As long as you transfer the signal with a composite cable, then yes it will be restricted by the format specs. Amiga composite PAL via it’s external modulator is extremely good, i would even prefer it than RGB. Sharp as hell and also blends dither.

beans · 8 September 2025 15:19

Luma 4,2mhz bandwidth translates to like ~260 pixels resolution horizontally (4,2mhz/15,7khz). This includes non visible borders.

I think your math is off by a factor of 2. You get around 260 cycles per line, but you need two pixels to represent a cycle: one light and one dark. So you’d get approximately 520 pixels per line. After accounting for the inactive area it’s maybe more like 444.

Of course equating pixels to cycles is a little imprecise. This is kind of like an application of the sampling theorem, although that would consider samples (which have no width) instead of pixels.

DariusG · 8 September 2025 16:16

You probably mean the other way around, 2 cycles to represent a pixel. E.g. NES has a 21.47mhz clock creating 1364 cycles and 4 cycles represent 1 ppu pixel. 341 ppu pixels of which 256 are active display.

You got some link that 2 pixels represent 1 cycle (or explain how)?

beans · 8 September 2025 16:39

I mean a cycle as in the positive and negative portion of a sine wave in an analog signal, not necessarily relating to the clocks on the console. For example, luma being limited to 4.2MHz means there can be signal components up to 4.2 million cycles per second, and each cycle is both the positive and negative portion of the sine wave.
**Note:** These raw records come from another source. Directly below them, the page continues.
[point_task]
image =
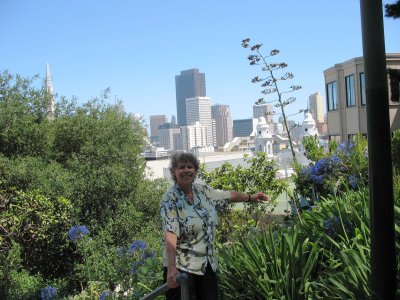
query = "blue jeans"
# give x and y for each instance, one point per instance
(203, 287)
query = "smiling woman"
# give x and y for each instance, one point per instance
(189, 215)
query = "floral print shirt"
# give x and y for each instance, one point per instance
(194, 225)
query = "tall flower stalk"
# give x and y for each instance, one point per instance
(270, 85)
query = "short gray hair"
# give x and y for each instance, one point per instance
(182, 157)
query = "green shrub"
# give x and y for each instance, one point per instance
(279, 264)
(396, 150)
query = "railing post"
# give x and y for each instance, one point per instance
(182, 278)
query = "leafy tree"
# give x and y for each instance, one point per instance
(393, 10)
(35, 222)
(81, 167)
(270, 85)
(24, 128)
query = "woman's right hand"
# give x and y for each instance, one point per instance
(171, 274)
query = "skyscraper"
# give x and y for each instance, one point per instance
(198, 109)
(223, 123)
(190, 83)
(263, 110)
(316, 109)
(155, 122)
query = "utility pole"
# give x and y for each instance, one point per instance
(383, 258)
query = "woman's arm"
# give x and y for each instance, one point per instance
(170, 244)
(242, 197)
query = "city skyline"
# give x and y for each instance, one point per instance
(137, 48)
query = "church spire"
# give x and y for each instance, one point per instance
(50, 93)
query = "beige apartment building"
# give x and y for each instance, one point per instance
(345, 97)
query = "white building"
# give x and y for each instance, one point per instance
(316, 107)
(264, 141)
(195, 137)
(198, 109)
(223, 124)
(170, 136)
(308, 127)
(263, 110)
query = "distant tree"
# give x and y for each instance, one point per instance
(270, 85)
(393, 10)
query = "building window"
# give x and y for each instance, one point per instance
(350, 98)
(351, 137)
(331, 91)
(394, 78)
(335, 138)
(362, 89)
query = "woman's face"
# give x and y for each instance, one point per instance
(185, 174)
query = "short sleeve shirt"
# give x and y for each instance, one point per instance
(194, 225)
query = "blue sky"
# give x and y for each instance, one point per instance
(136, 47)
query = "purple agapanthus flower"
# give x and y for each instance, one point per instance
(147, 254)
(48, 293)
(104, 295)
(137, 245)
(77, 232)
(353, 181)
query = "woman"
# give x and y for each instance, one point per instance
(189, 216)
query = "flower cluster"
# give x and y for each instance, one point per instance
(104, 295)
(321, 169)
(346, 147)
(137, 245)
(48, 293)
(353, 181)
(138, 251)
(77, 232)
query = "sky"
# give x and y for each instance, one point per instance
(136, 47)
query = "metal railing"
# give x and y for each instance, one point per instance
(182, 278)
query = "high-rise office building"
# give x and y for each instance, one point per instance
(316, 107)
(198, 109)
(193, 136)
(170, 136)
(346, 98)
(244, 127)
(155, 122)
(189, 84)
(263, 110)
(223, 124)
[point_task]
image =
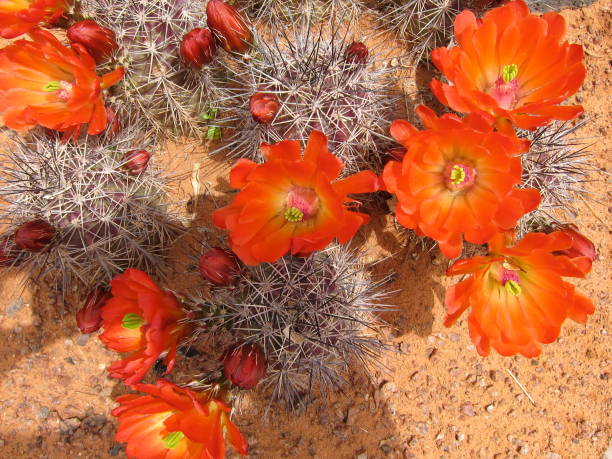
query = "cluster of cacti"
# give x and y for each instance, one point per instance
(159, 90)
(316, 82)
(315, 319)
(307, 107)
(107, 216)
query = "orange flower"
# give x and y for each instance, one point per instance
(458, 177)
(43, 82)
(20, 16)
(175, 423)
(517, 296)
(291, 203)
(511, 64)
(142, 319)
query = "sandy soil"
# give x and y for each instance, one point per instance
(438, 398)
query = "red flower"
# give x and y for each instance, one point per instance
(43, 82)
(244, 365)
(581, 245)
(99, 41)
(458, 179)
(517, 296)
(263, 107)
(218, 266)
(291, 203)
(230, 29)
(171, 422)
(198, 47)
(34, 235)
(20, 16)
(136, 161)
(511, 64)
(142, 319)
(89, 317)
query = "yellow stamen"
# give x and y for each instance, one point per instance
(509, 72)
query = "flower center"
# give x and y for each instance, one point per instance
(510, 280)
(131, 321)
(459, 176)
(302, 204)
(173, 439)
(505, 88)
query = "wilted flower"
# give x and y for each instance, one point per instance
(244, 365)
(356, 53)
(511, 65)
(292, 202)
(142, 319)
(172, 422)
(34, 235)
(458, 179)
(218, 266)
(89, 317)
(136, 161)
(581, 245)
(20, 16)
(264, 107)
(42, 82)
(229, 28)
(517, 295)
(198, 47)
(99, 41)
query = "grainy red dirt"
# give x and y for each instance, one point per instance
(438, 398)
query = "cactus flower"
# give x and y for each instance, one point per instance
(175, 423)
(511, 65)
(228, 26)
(198, 47)
(42, 82)
(517, 297)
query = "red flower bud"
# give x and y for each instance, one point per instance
(244, 365)
(136, 161)
(99, 41)
(89, 317)
(219, 266)
(113, 123)
(8, 252)
(228, 26)
(581, 245)
(198, 47)
(356, 53)
(34, 236)
(264, 107)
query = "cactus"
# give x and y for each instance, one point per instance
(313, 317)
(105, 219)
(158, 89)
(558, 165)
(316, 88)
(424, 24)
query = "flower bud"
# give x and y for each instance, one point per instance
(264, 107)
(198, 47)
(244, 365)
(356, 53)
(219, 266)
(89, 317)
(136, 161)
(99, 41)
(581, 245)
(113, 123)
(228, 27)
(8, 252)
(34, 235)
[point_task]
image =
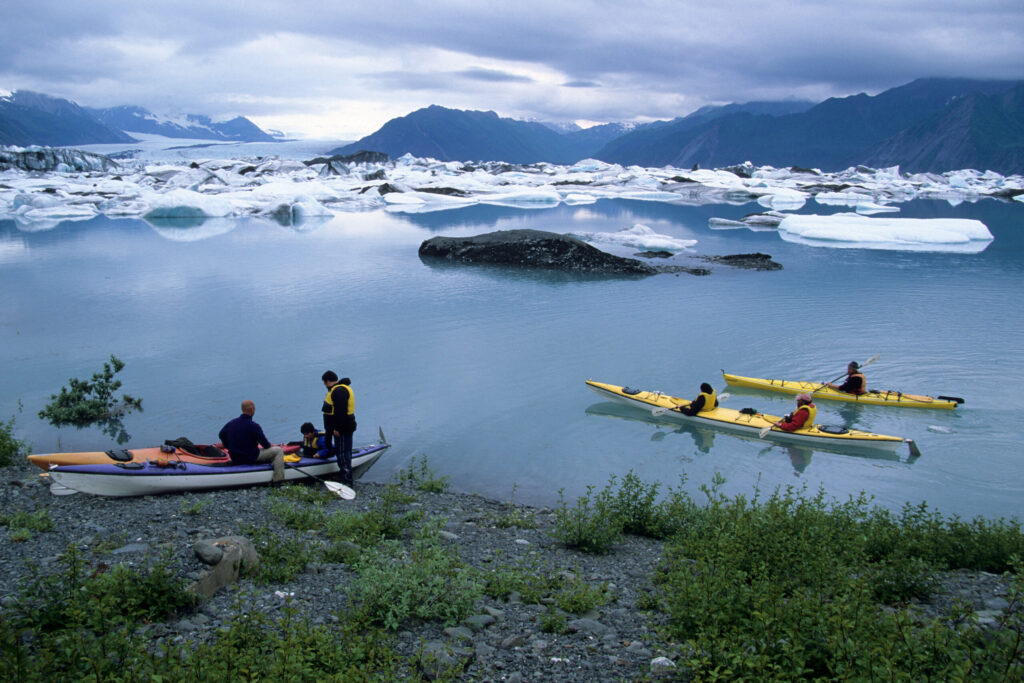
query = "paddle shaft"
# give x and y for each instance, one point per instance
(336, 487)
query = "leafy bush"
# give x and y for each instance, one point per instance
(10, 447)
(299, 517)
(39, 520)
(82, 402)
(593, 525)
(428, 583)
(94, 597)
(790, 588)
(281, 558)
(422, 477)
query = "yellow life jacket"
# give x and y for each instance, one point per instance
(328, 408)
(710, 400)
(812, 413)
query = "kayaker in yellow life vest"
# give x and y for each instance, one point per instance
(855, 382)
(339, 422)
(707, 400)
(803, 417)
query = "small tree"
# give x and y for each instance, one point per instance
(82, 403)
(9, 446)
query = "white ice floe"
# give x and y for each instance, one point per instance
(192, 180)
(854, 230)
(637, 237)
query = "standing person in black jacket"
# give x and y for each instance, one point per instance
(339, 421)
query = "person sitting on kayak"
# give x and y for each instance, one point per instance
(707, 400)
(247, 444)
(803, 417)
(313, 441)
(855, 382)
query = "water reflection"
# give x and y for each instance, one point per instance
(704, 436)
Consider an image that is alternating black and white pixels horizontally. So it’s a black pixel, then a white pixel, then a black pixel, etc. Let’s say there are 100 black pixels and 100 white pixels. That’s 100 cycles across the image but 200 total pixels.

This is also where the factor of 2 comes from in the sampling theorem. You need at least 2 samples to represent one full cycle.

I may not be explaining this very well and I can’t currently draw an illustration. Here’s an article addressing a similar question, and you can see a factor of 2 being applied:

https://www.cardinalpeak.com/blog/the-math-behind-analog-video-resolution

DariusG · 8 September 2025 17:10

Interesting thought but afaik luma isn’t transferred using a sine wave, but chroma. Dot clock is the actual resolution, e.g. atari 2600 will do ntsc 3,579 mhz and result in ~160 horizontal visible. If composite luma is up to 4,2 then it should be around my calculations.

A system can have a dot clock that is like 640 like the Amiga but the format has to support it too, so it’ll be applicable to RGB only.